From: Greg Stark on
On Fri, Feb 26, 2010 at 7:16 PM, Tom Lane <tgl(a)sss.pgh.pa.us> wrote:
> I don't see a "substantial additional burden" there.  What I would
> imagine is needed is that the slave transmits a single number back
> --- its current oldest xmin --- and the walsender process publishes
> that number as its transaction xmin in its PGPROC entry on the master.

And when we want to support cascading slaves?

Or when you want to bring up a new slave and it suddenly starts
advertising a new xmin that's older than the current oldestxmin?

But in any case if I were running a reporting database I would want it
to just stop replaying logs for a few hours while my big batch report
runs, not cause the master to be unable to vacuum any dead records for
hours. That defeats much of the purpose of running the queries on the
slave.

--
greg

--
Sent via pgsql-hackers mailing list (pgsql-hackers(a)postgresql.org)
To make changes to your subscription:
http://www.postgresql.org/mailpref/pgsql-hackers

From: Tom Lane on
Heikki Linnakangas <heikki.linnakangas(a)enterprisedb.com> writes:
> I don't actually understand how tight synchronization on its own would
> solve the problem. What if the connection to the master is lost? Do you
> kill all queries in the standby before reconnecting?

Sure. So what? They'd have been killed if they individually lost
connections to the master (or the slave), too.

> [ assorted analysis based on WAL contents ]

The problem is all the interactions that are not reflected (historically
anyway) to WAL. We already know about btree page reclamation interlocks
and relcache init files.
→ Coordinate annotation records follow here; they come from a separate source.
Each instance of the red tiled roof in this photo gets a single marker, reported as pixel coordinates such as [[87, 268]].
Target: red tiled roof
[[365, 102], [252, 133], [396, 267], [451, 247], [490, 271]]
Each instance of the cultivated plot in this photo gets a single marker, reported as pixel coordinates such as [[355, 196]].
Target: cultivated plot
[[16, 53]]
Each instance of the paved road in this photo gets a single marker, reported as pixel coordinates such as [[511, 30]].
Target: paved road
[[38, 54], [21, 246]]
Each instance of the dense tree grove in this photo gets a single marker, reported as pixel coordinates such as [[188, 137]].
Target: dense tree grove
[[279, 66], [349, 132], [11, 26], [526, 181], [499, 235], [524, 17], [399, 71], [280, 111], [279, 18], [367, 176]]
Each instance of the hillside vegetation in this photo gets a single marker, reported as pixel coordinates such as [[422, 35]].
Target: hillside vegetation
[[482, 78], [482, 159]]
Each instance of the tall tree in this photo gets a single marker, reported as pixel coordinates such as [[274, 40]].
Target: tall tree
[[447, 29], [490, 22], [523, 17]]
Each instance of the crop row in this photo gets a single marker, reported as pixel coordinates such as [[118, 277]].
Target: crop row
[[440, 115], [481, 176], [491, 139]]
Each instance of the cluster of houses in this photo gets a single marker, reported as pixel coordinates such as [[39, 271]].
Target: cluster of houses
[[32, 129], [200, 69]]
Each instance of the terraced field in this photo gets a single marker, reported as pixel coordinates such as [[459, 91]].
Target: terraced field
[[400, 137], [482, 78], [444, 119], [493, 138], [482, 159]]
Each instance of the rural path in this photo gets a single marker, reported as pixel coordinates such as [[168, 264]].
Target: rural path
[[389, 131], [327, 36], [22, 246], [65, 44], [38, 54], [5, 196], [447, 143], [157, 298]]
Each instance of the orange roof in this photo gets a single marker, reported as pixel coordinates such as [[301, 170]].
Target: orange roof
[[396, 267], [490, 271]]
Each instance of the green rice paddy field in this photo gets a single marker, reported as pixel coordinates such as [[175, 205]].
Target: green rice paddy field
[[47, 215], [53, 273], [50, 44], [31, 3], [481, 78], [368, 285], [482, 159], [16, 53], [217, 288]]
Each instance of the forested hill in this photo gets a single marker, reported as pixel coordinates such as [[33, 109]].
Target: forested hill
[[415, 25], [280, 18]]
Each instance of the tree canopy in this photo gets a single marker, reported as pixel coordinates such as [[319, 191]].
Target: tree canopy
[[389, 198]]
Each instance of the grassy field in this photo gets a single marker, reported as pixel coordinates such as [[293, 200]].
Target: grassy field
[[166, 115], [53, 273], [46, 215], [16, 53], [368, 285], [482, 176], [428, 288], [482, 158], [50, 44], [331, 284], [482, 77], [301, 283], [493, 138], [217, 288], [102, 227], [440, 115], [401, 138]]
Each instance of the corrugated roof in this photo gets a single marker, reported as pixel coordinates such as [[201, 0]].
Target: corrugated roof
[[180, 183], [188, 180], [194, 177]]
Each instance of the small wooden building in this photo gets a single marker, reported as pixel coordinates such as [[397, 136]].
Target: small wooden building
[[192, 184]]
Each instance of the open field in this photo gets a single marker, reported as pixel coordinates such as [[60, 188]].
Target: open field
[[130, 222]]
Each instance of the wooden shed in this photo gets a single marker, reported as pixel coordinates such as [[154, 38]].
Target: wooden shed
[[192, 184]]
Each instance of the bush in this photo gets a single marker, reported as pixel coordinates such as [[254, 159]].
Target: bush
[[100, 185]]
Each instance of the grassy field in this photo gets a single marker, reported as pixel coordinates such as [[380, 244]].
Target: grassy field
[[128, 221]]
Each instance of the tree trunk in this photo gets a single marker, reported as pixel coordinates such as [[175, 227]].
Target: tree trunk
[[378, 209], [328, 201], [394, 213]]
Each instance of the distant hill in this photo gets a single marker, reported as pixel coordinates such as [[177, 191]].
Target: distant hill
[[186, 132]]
How many others are there, and how messy and
expensive is it going to be to deal with them?

> If you really think the current approach is unworkable, I'd suggest that
> we fall back to a stop-and-go system, where you either let the recovery
> to progress or allow queries to run, but not both at the same time. But
> FWIW I don't think the situation is that grave.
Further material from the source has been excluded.